The Flight Control System is supplied equipment designed and provided to the competitors by Emirates Team New Zealand. It’s clearly a simmering sticking point, and not just for the Brits. Everyone’s reportedly had or is having their FCS issues, but for the Brits, the problem reared itself at the wrong time and place: on the racecourse on the opening day, with everyone watching.
Ainslie widely used the post-race presser to put this nagging issue out into the wider public domain.
Veteran journalist and author, Mark Chisnell, who contributes an excellent series of technical dives into the AC75 in the forthcoming Winter issue of Sailing World, writes what he learned from Ineos Team UK design director Nick Holroyd over the summer: “The Foil Cant System was designed by Team New Zealand, and it’s a good pointer for the future of the Cup. As of 31st of August of this year, the final spec of the Foil Cant System was issued and any modifications, or design improvements now need to be made unanimously. That’s forced the same group of four technical teams [that dealt with the foil arm failure] to the table, and it’s been a very positive step because there are a number of technical issues still outstanding with the Foil Cant System. It is prone to contamination within the hydraulic oil, and then that contamination undermines the reliability of the system. It’s in nobody’s interest – least of all the event’s – that there are races that are decided by the reliability of a supplied one-design system; that will be an awful outcome for the event.”
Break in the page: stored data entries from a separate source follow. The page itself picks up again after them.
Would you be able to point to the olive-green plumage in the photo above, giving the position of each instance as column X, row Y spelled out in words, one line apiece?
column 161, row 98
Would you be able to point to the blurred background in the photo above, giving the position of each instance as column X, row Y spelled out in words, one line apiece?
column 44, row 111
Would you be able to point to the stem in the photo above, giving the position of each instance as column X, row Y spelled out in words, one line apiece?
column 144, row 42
Holroyd was spot on: the British team’s DNF on the opening day wasn’t pretty for anyone associated with the regatta. “It aligns with the little bit that I know about the problem, which is that the FCS has generated impurities in its sealed hydraulic system for a long while,” Chisnell says. “Originally, the teams were pressing the Kiwis for a solution as it was a one-design part and no one else could mess with it. After August 31, everyone could and did get involved because there were still problems—effectively the Kiwis delivered a sub-standard system and there was a lot of time pressure to figure it out and sort it before the racing started. I don’t know if they have worked out what’s generating the impurities and just haven’t fixed it properly, or if the source of the problem is still unknown.
“The question is how big an issue it becomes—if a Kiwi-supplied part stops the challengers racing, then I’d say it’s going to be a big issue.”
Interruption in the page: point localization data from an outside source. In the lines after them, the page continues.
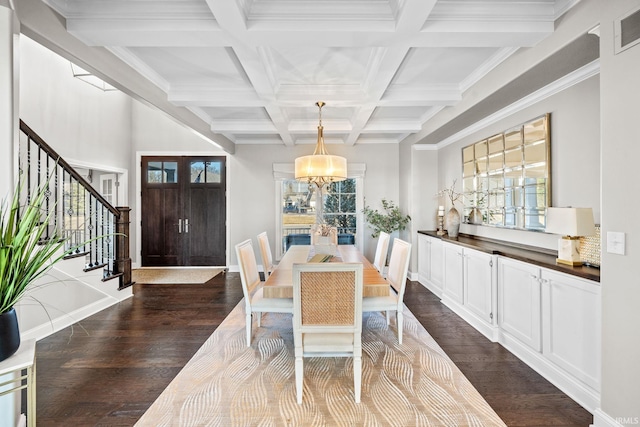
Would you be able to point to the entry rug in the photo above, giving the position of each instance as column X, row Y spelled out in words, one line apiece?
column 174, row 275
column 227, row 383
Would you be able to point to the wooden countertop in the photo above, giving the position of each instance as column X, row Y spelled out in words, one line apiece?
column 533, row 255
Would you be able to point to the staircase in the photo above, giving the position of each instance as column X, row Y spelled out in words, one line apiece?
column 96, row 231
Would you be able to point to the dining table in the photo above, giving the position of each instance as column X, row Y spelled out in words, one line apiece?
column 280, row 283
With an overnight push from the Ineos shore team and engineers, Ainslie and Co., were back on the water the next day and took solace in the positive of actually finishing two races, even if they were notched into the Loss column.
Suffice to say, over two short days of races there’s been as much sympathy heaped onto the Brits as there has been praise for Emirates Team New Zealand for what is undeniably a fast AC75 package. Stable, fast and low flying in straight line, they’ve managed to easily extend while ahead and decimate leads when behind, even with unforced errors of their own. They’re quick, but far from perfect, as proven by American Magic, twice. “They are beatable,” says American Magic mainsail trimmer Paul Goodison, “but you have to have a really good race.”
American Magic has been the most consistent and seemingly more polished, and if not for a race-changing hiccup of their FCS system in the second day’s race, in which they were leading Luna Rossa, they’d be leading the series with a perfect score line. For now, going into the final day of racing, they stand tied with the Defender, and with Patriot they look plenty fast. Fortunately for those of us watching, American Magic squares up against the Kiwis one more time before the cows come home. Race 10 of 12 will be the race of the day, no doubt.